1984 yılı bilim kurgu dünyası için bir dönüm noktasıdır. Yeni yeni gelişmekte
olan bilgisayar teknolojisi ile birlikte pek çok bilim kurgu filmi boy gösterir
sinemalarda. Ancak içlerinden biri vardır ki; uzun soluklu bir maceraya yelken
açmış, o güne kadar gelecekle ilgili kurduğumuz düşleri karartan, yüksek
teknolojinin insanla ne kadar dert açacağına dair kanıtları ortaya koyan önemli
bir yapıttır.
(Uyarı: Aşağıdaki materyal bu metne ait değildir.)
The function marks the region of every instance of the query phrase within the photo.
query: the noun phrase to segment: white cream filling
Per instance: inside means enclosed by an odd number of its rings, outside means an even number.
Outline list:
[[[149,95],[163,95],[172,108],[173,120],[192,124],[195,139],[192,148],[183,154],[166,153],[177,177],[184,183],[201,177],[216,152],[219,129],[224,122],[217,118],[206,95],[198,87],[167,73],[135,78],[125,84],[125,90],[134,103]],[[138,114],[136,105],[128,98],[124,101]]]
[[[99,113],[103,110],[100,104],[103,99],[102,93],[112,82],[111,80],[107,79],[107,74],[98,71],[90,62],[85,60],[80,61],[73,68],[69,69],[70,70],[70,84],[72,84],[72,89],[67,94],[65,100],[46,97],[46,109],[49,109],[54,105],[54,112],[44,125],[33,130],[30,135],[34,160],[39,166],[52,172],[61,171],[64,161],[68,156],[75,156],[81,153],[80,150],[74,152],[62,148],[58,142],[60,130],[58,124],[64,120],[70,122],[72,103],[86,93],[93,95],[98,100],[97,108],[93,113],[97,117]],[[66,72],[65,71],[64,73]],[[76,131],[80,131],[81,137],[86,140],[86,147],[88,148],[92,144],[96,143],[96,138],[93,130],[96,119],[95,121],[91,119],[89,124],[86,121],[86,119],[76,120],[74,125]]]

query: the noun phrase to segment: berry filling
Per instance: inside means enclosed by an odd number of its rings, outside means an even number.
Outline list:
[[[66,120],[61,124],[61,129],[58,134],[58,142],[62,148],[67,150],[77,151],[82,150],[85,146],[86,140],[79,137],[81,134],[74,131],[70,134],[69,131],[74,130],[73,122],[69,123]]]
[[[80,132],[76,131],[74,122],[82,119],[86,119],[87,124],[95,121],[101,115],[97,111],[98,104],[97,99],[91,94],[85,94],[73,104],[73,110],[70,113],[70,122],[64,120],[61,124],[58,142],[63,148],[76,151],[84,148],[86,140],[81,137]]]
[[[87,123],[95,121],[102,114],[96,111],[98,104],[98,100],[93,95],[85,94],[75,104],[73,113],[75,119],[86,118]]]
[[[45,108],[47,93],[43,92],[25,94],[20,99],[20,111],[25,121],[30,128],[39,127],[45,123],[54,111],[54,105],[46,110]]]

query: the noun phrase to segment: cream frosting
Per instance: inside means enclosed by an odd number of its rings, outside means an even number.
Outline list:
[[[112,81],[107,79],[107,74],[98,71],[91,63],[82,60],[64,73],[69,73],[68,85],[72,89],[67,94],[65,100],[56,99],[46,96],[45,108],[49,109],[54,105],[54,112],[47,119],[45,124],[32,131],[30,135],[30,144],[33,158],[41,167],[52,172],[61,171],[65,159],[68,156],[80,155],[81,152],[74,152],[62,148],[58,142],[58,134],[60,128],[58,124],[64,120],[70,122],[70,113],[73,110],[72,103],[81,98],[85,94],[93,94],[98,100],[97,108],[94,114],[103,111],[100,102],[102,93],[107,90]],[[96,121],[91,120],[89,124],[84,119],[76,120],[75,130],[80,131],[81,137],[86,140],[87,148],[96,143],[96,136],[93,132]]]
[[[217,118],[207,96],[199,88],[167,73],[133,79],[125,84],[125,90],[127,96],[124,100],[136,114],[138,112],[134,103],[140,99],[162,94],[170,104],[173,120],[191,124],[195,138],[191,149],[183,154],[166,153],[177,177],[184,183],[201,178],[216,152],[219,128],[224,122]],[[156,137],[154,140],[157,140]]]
Terminator’den söz ediyorum. 1984 yılında hiç beklenmedik derecede
büyük başarı yakalamış senaryosu ile bilim kurgu sevenleri büyülemiş, özellikle
de başroldeki kötü karakterinin akıllarda kazınan sahnelere imza atıp bir anda
tüm sinema severlerin kalbinde taht kuran Arnold Schwarzenegger’in “kötü
kahraman” olmasına imkân tanımıştır.
Asıl sükseyi 1991 yılında çevrilen ikinci filmi ile yapan Terminator, artık
sıradan bir bilimkurgu örneği olmaktan çıkar, gelmiş geçmiş en iyi bilimkurgu
filmleri listesinde en tepelere yerleşir. Görkemli filmlerin usta ismi James
Cameron ile yeniden hayat bulan Terminator bu kez iyi tarafın koruyucusudur ve
artık hiç olmadığı kadar karizmatiktir. Elbette 90lı yılların başından itibaren
herkesin dilinde, gözünde ve kalbinde olan bu maceranın baş kahramanının yerinde
olmak isteyen pek çok insan, oyunlarının da çıkmasını sabırsızlıkla beklemiştir.
Şahsen ilk hatırladığım Terminator oyunu Amiga’da idi. Oyun oldukça sıradan,
hatta kötü denebilecek derecedeydi ama film içi görüntüleri görebiliyor olmamız,
1.44mb’lık disketlerin en büyük depolama birimi olduğu zamanlarda inanılmaz bir
şeydi. Sırf filmden görebileceğimiz 5-6 saniyelik görüntüler için, oyunu almak
isteyenlerin bilgisayar dükkânında kuyruk oluşturduğunu bilirim.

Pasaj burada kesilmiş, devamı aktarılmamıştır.